In all, the 11 teams and 34 drivers who took part in Wednesday's on-track running combined to turn 1,328 laps -- an average of just over 39 per entry. All three rookies yet to have completed their Rookie Orientation Programs as of Wednesday morning -- ECR's Christian Rasmussen, DCR's Nolan Siegel and CGR's Kyffin Simpson -- knocked out their three-stage programs just before the rainy deluge began Wednesday afternoon, clearing them to run full-tilt once 500 practice opens May 14. The three veteran drivers in need of knocking out refresher programs -- Andretti Global's Marco Andretti, RLL's Pietro Fittipaldi and DCR's Katherine Legge -- completed their two-stage programs as well.

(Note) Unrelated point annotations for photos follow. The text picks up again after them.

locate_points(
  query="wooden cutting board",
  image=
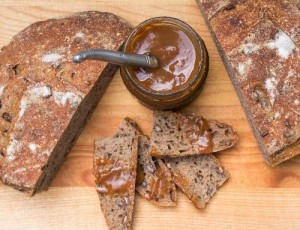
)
(255, 197)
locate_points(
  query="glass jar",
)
(179, 96)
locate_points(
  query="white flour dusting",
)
(32, 96)
(283, 44)
(271, 87)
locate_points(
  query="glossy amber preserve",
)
(183, 63)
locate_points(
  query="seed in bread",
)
(154, 180)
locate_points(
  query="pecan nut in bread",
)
(259, 42)
(46, 98)
(115, 162)
(154, 180)
(176, 134)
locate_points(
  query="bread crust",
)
(51, 97)
(263, 64)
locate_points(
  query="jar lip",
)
(199, 42)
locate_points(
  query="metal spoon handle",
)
(116, 57)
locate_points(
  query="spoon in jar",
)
(146, 60)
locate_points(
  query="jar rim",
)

That group of a half-dozen drivers largely led the field, in terms of total laps completed, with Simpson, the Ganassi rookie who just turned 19 in October, leading the charge with 80. Rasmussen (73), Fittipaldi (63), Siegel (59) and Legge (56) all turned more laps than any of the 28 drivers not required to complete special test programs for the series to gain clearance to attempt to qualify next month. Of that group, Pato O'Ward (55), Rinus VeeKay (54) and Alex Palou (51) all topped 50 laps on the day.

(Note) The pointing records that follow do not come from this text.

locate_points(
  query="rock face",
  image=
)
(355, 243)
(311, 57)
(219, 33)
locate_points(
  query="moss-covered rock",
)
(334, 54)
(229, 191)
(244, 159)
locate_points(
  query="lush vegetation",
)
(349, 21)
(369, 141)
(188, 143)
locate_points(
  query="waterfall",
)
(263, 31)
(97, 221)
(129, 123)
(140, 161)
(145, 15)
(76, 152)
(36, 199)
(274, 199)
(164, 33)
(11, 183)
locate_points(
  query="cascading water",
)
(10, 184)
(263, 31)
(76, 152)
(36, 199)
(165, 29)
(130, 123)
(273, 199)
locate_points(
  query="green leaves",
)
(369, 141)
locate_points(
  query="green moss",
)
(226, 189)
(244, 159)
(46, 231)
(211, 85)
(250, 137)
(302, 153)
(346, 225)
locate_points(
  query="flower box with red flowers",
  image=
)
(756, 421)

On the low end, 2014 500 winner Ryan Hunter-Reay managed just seven laps in his return to Dreyer and Reinbold Racing, all of them plagued by mechanical and electrical issues that largely kept the No. 23 Chevy off-track. Callum Ilott, Arrow McLaren's stand-in for the still-recovering David Malukas, also logged fewer than 10 laps in the No. 6 Chevy. Four other drivers -- RLL's Christian Lundgaard (10), JHR's Agustin Canapino (13), RLL's Takuma Sato (15) and Foyt's Sting Ray Robb (17) -- logged fewer than 20 laps Wednesday.

Hunter-Reay's DRR teammate Conor Daly managed just 22 laps, leaving the only true one-off team in the field presently confirmed to run in May with fewer than 30 laps of data to analyze over the next four-plus weeks after some major additions of new parts to the cars in the offseason. Two other two-car teams -- AJ Foyt Racing (50 laps) and Juncos Hollinger Racing (44 laps) -- were the other full-time programs who ran fewer than 100 laps on the day.

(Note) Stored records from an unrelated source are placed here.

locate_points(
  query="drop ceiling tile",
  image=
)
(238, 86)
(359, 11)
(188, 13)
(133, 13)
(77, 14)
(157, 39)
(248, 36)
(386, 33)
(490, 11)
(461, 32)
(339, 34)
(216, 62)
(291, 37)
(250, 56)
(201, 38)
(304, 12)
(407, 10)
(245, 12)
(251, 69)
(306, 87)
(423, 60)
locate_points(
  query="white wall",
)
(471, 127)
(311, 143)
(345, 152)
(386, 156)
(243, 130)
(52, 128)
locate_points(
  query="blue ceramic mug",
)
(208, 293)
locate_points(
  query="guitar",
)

On the other end, Chip Ganassi Racing, the lone five-car team in the field, logged 267 -- at least 100 more than all the other teams and more than double seven of the 10.

‘I did learn quite a bit’: Larson on his IMS Open Test and more on his May schedule

For the third consecutive year, Team Penske's Josef Newgarden paced Open Testing at IMS, this time with a leading lap of 228.811 mph in the morning veteran session -- nearly 2.5 mph faster than the rest of the field. The closest competitor to the defending 500 winner? None other than 2021 NASCAR Cup champ and 500 rookie Kyle Larson (226.384 mph), who next month will be the first driver in a decade to attempt 'The Double' the Sunday of Memorial Day weekend.

IndyCar will be on-track next for Friday practice on the streets of Long Beach at 5:50 p.m. ET, still with races at Long Beach (April 21), Barber Motorsport (April 28) and the IMS road course (May 11) before Indy cars return to the IMS oval to continue the lead-in to the 108th running of the Indy 500.